La cité d'Argentat se situe aux confins de trois régions, le Limousin, l'Auvergne et le Quercy, sur la Dordogne après que celle-ci ait traversé des gorges profondes de façon impétueuse.
De cette situation géographique découle l'intérêt de la ville : passage de la Dordogne d'une part, et port de trafic fluvial important vers Bergerac et Libourne.

Dès l'époque gauloise, un village perché sur une hauteur voisine, le Puy-du-Tour contrôle le gué d'une voie protohistorique reliant l'Armorique à la Méditerranée.
Puis s'établit dans la plaine la villa gallo-romaine du Longour, domaine tourné vers la culture, proche de la Dordogne.

Aux temps mérovingiens, un atelier monétaire fonctionne et facilite les échanges commerciaux.

Sous les Carolingiens, Argentat est le siège d'une vicairie, circonscription territoriale où sous l'autorité du comte, un vicaire administre la justice.

Dès le X° siècle, Argentat est connu comme prieuré et cure en ville murée. La ville dépend d'un seigneur religieux, le prieur de Carennac et d'un seigneur laïc, le vicomte de Turenne.
Avare de ses droits la vicomté ne concède aucune charte de libertés et la communauté locale doit se contenter, jusqu'en 1615, de syndics paroissiaux pour la gérer.
Toutefois, les Turenne concédèrent à la ville dès 1263, un marché important le jour de la Saint-André, qui passe pour être la foire la plus ancienne du Bas-Limousin.
Argentat prit parti pour les Huguenots, ce qui induit une situation des plus troubles pendant un demi-siècle.
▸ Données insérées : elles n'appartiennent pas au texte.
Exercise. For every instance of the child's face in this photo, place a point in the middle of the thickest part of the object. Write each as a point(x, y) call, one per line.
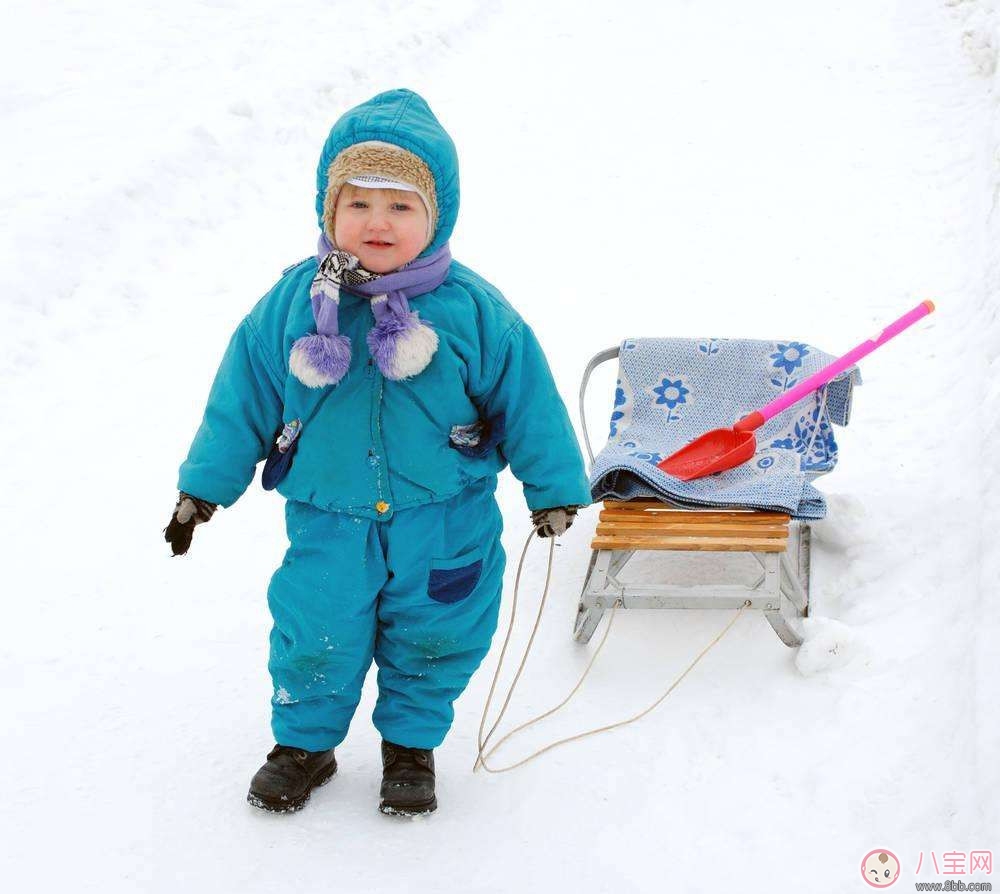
point(384, 228)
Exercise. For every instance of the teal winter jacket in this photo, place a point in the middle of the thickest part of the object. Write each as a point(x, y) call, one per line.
point(370, 446)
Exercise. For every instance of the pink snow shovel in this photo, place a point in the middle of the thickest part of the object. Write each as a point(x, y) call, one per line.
point(727, 448)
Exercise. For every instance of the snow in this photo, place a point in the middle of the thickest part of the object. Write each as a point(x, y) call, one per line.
point(785, 169)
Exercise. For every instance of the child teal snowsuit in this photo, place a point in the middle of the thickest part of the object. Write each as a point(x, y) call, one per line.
point(394, 533)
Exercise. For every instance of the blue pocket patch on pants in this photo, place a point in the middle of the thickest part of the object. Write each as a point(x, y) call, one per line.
point(451, 580)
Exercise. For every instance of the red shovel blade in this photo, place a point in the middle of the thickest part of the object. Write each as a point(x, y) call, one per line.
point(714, 451)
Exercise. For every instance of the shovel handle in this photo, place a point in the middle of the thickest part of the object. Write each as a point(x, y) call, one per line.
point(794, 395)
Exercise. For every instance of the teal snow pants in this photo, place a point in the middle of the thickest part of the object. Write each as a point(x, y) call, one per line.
point(419, 593)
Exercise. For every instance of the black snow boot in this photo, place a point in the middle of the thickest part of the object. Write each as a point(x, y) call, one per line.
point(407, 780)
point(283, 784)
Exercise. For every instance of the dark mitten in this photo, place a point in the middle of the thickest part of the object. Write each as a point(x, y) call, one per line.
point(553, 522)
point(188, 512)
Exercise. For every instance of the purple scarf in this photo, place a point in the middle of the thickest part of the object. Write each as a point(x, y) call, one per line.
point(400, 342)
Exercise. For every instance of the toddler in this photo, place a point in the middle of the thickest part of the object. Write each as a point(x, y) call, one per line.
point(385, 385)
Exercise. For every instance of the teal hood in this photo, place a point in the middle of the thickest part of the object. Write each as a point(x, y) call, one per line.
point(403, 118)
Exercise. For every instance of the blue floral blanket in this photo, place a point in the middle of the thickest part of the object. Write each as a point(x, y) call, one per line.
point(671, 390)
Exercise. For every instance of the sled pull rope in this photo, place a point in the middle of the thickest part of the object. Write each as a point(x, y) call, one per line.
point(481, 757)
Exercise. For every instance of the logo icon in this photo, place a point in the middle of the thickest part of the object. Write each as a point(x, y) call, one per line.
point(880, 868)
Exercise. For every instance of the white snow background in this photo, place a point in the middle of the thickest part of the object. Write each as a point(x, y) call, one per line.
point(774, 170)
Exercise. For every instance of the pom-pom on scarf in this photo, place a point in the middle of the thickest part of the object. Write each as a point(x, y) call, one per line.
point(400, 342)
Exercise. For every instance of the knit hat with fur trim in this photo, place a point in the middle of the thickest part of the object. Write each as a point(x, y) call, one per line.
point(383, 160)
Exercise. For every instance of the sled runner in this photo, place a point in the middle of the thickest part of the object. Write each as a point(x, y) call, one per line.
point(771, 575)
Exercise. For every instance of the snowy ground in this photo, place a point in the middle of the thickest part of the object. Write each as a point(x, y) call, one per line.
point(784, 169)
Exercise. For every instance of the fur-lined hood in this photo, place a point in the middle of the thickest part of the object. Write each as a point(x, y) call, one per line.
point(402, 118)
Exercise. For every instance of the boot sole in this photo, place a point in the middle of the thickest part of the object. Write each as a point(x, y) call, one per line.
point(293, 804)
point(421, 809)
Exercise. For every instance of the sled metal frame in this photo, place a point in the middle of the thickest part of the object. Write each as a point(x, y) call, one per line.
point(780, 585)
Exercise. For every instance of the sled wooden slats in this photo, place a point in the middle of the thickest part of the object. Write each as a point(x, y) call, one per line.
point(648, 524)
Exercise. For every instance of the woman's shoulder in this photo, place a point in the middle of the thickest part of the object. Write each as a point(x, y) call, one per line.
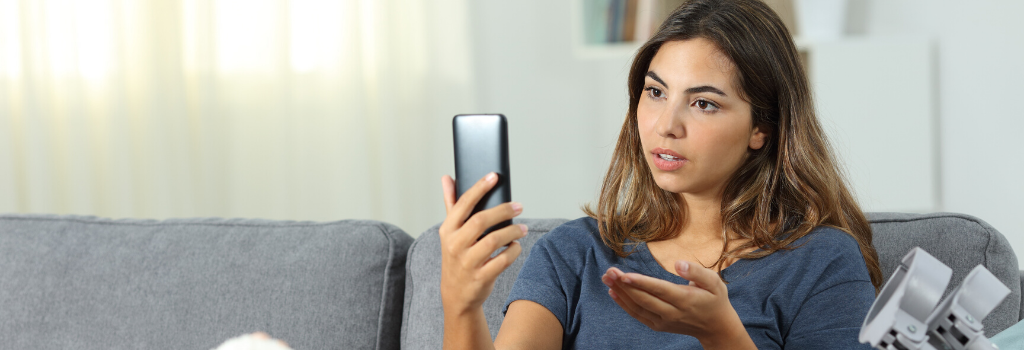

Au XVII° siècle, avec la Contre-Réforme et l'établissement successif des Récollets et des Clarisses vers 1633, des Ursulines en 1637, les luttes s'apaisent peu à peu.
A l'annexion de la vicomté à la Couronne (1738), Argentat devint siège d'une subdélégation de l'intendance de Limoges.

La ville a connu un essor économique important aux XVIII° et XIX° siècles grâce à la batellerie qui a permis l'acheminement de richesses (essentiellement du bois sous forme de merrain-douves de chêne pour la tonnellerie et de carassonne-échalas de vigne) vers le Bas-Pays.

Le XX° siècle voit la vocation touristique du site confirmée.